With the huge number of 4000 microservices running 24/7, multiple teams from different domains need to collaborate and share configurations and credentials. Devtron's Scoped Variables facilitate this collaboration by providing a centralized location for managing multiple configurations, protected by Devtron's fine-grained RBAC policies.

Streamlining Multi-Application Management at Scale

An Enterprise with an Umbrella Helm chart utilizes devtron to manage multiple applications on their Kubernetes cluster. As they have an Umbrella Helm chart by integrating Devtron they get visibility for all Helm applications through the Helm dashboard of Devtron.

Centralization of Configurations

Devtron’s Scoped Variables plays a crucial role in their setup of the Umbrella Helm chart. As they have multiple applications running across various environments, managing the configurations of these applications they require a centralized system.  The place where they can store and use configurations anytime and anywhere. Scoped Variables provided the ideal solution, offering a single point of control for configurations that can be accessed across various environments. This approach significantly simplifies configuration management and enhances overall operational efficiency.

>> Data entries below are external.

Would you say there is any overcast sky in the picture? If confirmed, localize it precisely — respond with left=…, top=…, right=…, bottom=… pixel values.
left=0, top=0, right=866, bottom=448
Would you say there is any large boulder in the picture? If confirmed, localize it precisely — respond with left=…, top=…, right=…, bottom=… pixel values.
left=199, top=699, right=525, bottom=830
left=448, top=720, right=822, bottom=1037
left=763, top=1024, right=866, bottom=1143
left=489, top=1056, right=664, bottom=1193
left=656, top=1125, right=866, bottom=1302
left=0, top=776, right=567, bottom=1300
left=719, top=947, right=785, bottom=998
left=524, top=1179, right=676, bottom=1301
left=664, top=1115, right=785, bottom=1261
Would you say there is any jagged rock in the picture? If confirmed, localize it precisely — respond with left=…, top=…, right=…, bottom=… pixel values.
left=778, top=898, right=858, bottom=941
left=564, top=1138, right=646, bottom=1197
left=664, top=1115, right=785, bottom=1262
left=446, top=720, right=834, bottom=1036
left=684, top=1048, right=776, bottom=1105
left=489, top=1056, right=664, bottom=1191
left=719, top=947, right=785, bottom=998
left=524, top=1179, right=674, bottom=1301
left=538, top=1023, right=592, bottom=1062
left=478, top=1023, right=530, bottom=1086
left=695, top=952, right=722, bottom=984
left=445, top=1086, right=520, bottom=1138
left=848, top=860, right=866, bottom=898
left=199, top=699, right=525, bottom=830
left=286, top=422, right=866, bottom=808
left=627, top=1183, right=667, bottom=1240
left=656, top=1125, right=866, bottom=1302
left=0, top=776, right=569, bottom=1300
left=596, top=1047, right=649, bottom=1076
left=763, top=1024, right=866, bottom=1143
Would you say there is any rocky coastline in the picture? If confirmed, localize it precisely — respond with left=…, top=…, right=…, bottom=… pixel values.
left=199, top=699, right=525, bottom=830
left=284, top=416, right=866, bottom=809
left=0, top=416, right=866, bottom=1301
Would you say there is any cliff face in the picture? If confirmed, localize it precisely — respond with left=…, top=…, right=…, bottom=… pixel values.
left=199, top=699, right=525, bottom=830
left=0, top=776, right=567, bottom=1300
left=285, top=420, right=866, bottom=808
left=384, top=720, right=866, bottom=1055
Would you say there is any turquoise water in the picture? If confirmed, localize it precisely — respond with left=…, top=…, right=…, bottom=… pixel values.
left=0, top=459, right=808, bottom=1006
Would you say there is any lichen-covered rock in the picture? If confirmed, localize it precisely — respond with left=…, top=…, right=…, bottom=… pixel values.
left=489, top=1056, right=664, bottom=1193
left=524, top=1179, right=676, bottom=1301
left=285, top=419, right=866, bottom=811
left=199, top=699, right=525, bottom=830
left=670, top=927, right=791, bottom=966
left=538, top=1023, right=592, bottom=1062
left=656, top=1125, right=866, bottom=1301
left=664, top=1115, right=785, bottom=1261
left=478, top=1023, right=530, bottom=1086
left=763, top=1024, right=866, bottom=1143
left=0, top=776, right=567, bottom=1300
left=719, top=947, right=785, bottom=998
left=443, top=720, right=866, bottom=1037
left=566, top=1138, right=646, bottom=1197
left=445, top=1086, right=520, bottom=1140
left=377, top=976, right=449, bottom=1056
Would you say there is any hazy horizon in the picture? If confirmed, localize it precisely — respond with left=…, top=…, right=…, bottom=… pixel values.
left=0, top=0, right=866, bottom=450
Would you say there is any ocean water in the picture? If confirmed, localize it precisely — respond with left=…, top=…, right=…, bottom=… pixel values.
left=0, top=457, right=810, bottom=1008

Ensuring Consistency Across Environments

The same enterprise faced another challenge in maintaining consistency across the sidecar containers. Many of their applications require sidecar containers, for metrics collection, and the same image must be used across all environments and pods.

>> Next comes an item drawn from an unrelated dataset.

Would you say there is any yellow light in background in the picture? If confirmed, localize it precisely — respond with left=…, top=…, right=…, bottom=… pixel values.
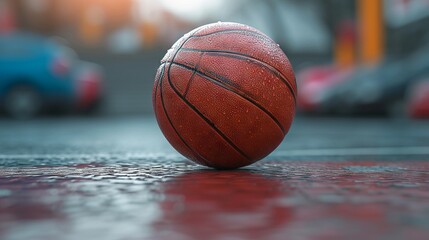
left=159, top=0, right=225, bottom=22
left=358, top=0, right=384, bottom=64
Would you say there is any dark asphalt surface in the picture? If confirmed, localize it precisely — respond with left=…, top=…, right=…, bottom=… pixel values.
left=0, top=116, right=429, bottom=240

To address this, the enterprise is leveraging Devtron's Scoped Variables feature. Where they store the sidecar container image address and the tag of the image as a variable and utilize the same variable whenever needed. This ensures uniformity across their entire infrastructure also the method guarantees that every instance of the sidecar container, regardless of the environment or pod it's deployed in, uses the same image.

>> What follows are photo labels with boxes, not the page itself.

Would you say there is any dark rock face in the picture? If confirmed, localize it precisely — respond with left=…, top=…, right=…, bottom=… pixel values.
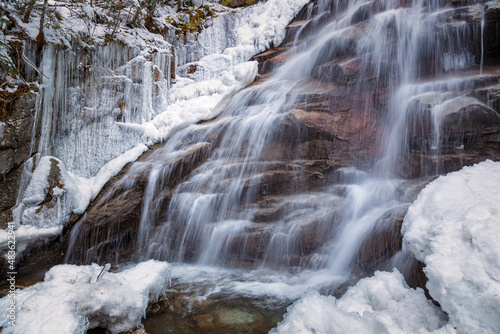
left=70, top=143, right=212, bottom=263
left=26, top=0, right=500, bottom=294
left=0, top=90, right=36, bottom=228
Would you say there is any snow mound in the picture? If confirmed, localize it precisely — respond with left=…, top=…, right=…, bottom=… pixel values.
left=0, top=260, right=170, bottom=334
left=270, top=270, right=455, bottom=334
left=402, top=161, right=500, bottom=333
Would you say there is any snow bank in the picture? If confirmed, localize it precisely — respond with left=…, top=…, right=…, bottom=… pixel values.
left=0, top=260, right=170, bottom=334
left=402, top=161, right=500, bottom=333
left=4, top=0, right=308, bottom=253
left=270, top=270, right=454, bottom=334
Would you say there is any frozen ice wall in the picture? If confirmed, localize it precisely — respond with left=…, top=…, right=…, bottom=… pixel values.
left=7, top=0, right=307, bottom=258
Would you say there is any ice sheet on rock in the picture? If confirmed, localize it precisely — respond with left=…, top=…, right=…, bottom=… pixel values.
left=402, top=161, right=500, bottom=333
left=270, top=271, right=454, bottom=334
left=0, top=260, right=170, bottom=334
left=0, top=144, right=148, bottom=255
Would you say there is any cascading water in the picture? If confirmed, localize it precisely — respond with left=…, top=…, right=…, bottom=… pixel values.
left=67, top=0, right=498, bottom=330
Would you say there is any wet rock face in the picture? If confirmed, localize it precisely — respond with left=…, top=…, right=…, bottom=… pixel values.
left=68, top=143, right=212, bottom=263
left=62, top=1, right=500, bottom=290
left=0, top=93, right=36, bottom=228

There are multiple such stories for Scoped Variables, these were some major use cases of organizations using Devtron’s Scoped Variables as a Centralized Configuration Management system. Similarly, multiple large organizations are currently using Devtron to navigate the complexities of Kubernetes, making Devtron the captain of their ship. We'll be bringing you more interesting real-world stories of Devtron in action, so stay tuned!

Conclusion

Centralized configuration management is essential for organizations adopting microservices and Kubernetes. Without centralized management, multiple configurations and secrets form a complex web which hinders the scale and also increases the surface area for attackers. As a solution Devtron's Scoped Variables offer a centralized place to manage configurations across multiple environments, improving consistency and collaboration. The Real-world examples that we have seen above demonstrate how large enterprises successfully use Scoped Variables to manage configurations of thousands of microservices efficiently. The key benefits of Scoped Variables include centralized management of all configurations and secrets across multiple Kubernetes clusters, enhanced security, improved collaboration, traceability and auditing of changes, version control, and scalability.